Updated 11 May 2026

Government Employee Resignation: SF-52, FERS, Clearance, Longer Notice

Federal, state, and municipal employment uses a published separation form process (SF-52 at the federal level), longer notice norms than the private sector, and pension-eligibility decisions that are far more consequential than typical exits. If you hold a security clearance, separation has additional reporting obligations. This page covers all four mechanics.

Federal: SF-52 and SF-50

A federal employee separation is documented on form SF-52, "Request for Personnel Action," submitted to the supervisor and processed by the agency's human resources office. The resulting personnel action is issued on form SF-50, "Notification of Personnel Action," which becomes part of your Official Personnel Folder. You should still write a resignation letter to your supervisor, but the SF-52 is the official mechanism.

Federal notice norms are longer than private-sector. Two weeks is considered the minimum courtesy; three to four weeks is more common for GS-13 and above. Many agencies request 30 days for supervisory and SES roles.
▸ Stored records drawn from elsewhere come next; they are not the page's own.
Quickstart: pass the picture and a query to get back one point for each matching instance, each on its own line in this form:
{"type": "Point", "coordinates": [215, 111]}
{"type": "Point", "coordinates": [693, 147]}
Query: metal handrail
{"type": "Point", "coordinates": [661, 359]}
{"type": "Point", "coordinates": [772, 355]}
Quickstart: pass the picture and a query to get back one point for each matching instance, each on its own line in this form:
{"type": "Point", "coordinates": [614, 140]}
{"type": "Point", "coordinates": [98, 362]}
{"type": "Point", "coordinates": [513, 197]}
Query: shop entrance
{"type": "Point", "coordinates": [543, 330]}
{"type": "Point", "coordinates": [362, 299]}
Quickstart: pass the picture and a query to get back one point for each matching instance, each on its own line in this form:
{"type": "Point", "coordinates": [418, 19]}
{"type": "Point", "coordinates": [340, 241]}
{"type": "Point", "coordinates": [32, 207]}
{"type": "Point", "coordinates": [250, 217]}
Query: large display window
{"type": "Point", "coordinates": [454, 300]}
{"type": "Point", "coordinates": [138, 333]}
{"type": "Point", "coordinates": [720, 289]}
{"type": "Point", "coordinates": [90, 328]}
FERS retirement implications

Under the Federal Employees Retirement System (FERS), the date you separate has consequences for annuity eligibility. The deferred retirement threshold is 5 years of creditable service; the MRA+10 option needs you to reach minimum retirement age with at least 10 years; the full immediate annuity needs 30 years at MRA or 20 years at age 60. Walking out one month before your fifth anniversary forfeits the deferred annuity. Confirm your service computation date (SCD) with HR before you set the last-day date on the SF-52.

The Thrift Savings Plan (TSP) is portable. You can leave TSP balances in TSP after separation, roll them to an IRA, or roll them to a new employer's 401(k). Same-trustee rollovers avoid the 20% mandatory withholding on indirect rollovers.

Security clearance

If you hold a Confidential, Secret, or Top Secret clearance and you are moving to another cleared role, your clearance remains active in the JPAS / DISS database for 24 months from separation, after which it becomes inactive but is generally reinstateable without a new investigation. Moving to an uncleared role does not lose the clearance immediately, but you must report foreign travel and contacts during the 24-month carry window if you intend to keep eligibility.

On separation, sign the security debrief (the SF-312 reminder), return classified documents and hardware, and confirm with your facility security officer (FSO) that your account in JPAS / DISS is marked separated rather than terminated for cause. The distinction matters at the next investigation.

Federal employee resignation letter template

Dear [Supervisor Name],


Please accept this letter as my notice of resignation from my position as [Title and series, e.g. IT Specialist, GS-2210-13] at [Agency / Bureau / Office]. My intended last day is [Date]. I will submit a Standard Form 52 (Request for Personnel Action) to HR alongside this letter.


Before my last day I will complete documentation handover, return all government property (laptop, PIV card, BlackBerry / mobile, keys, parking permit), and sign the SF-312 non-disclosure briefing reminder with the FSO. I am committed to a clean transition of my caseload to [Successor Name].


Thank you for the opportunity to serve at [Agency Name].


Sincerely,

[Your Name]

[Title and series, employee ID]

State and municipal

State and municipal employees usually use a state HR portal equivalent to SF-52. Notice norms run 2 to 4 weeks for civil service and longer for supervisory roles. Pension implications are state-specific. Common state pension systems (CalPERS, NYSLRS, TRS-Texas, FRS-Florida, IMRF-Illinois) have vesting cliffs at 5 or 10 years that mirror the FERS structure. Confirm your vesting status with your state pension system before you separate.

Police, fire, and corrections often have different rules again (different pension plans, different separation forms, longer notice norms). If you are in one of those services, your union steward and HR can walk you through the specifics.

Sources: Office of Personnel Management forms SF-50 and SF-52 and the OPM Guide to Processing Personnel Actions; FERS regulations at 5 CFR Part 842; Thrift Savings Plan participant guidance; 32 CFR Part 117 (NISPOM) on clearance reciprocity; state pension system rules (CalPERS, NYSLRS, TRS-Texas, FRS-Florida, IMRF-Illinois).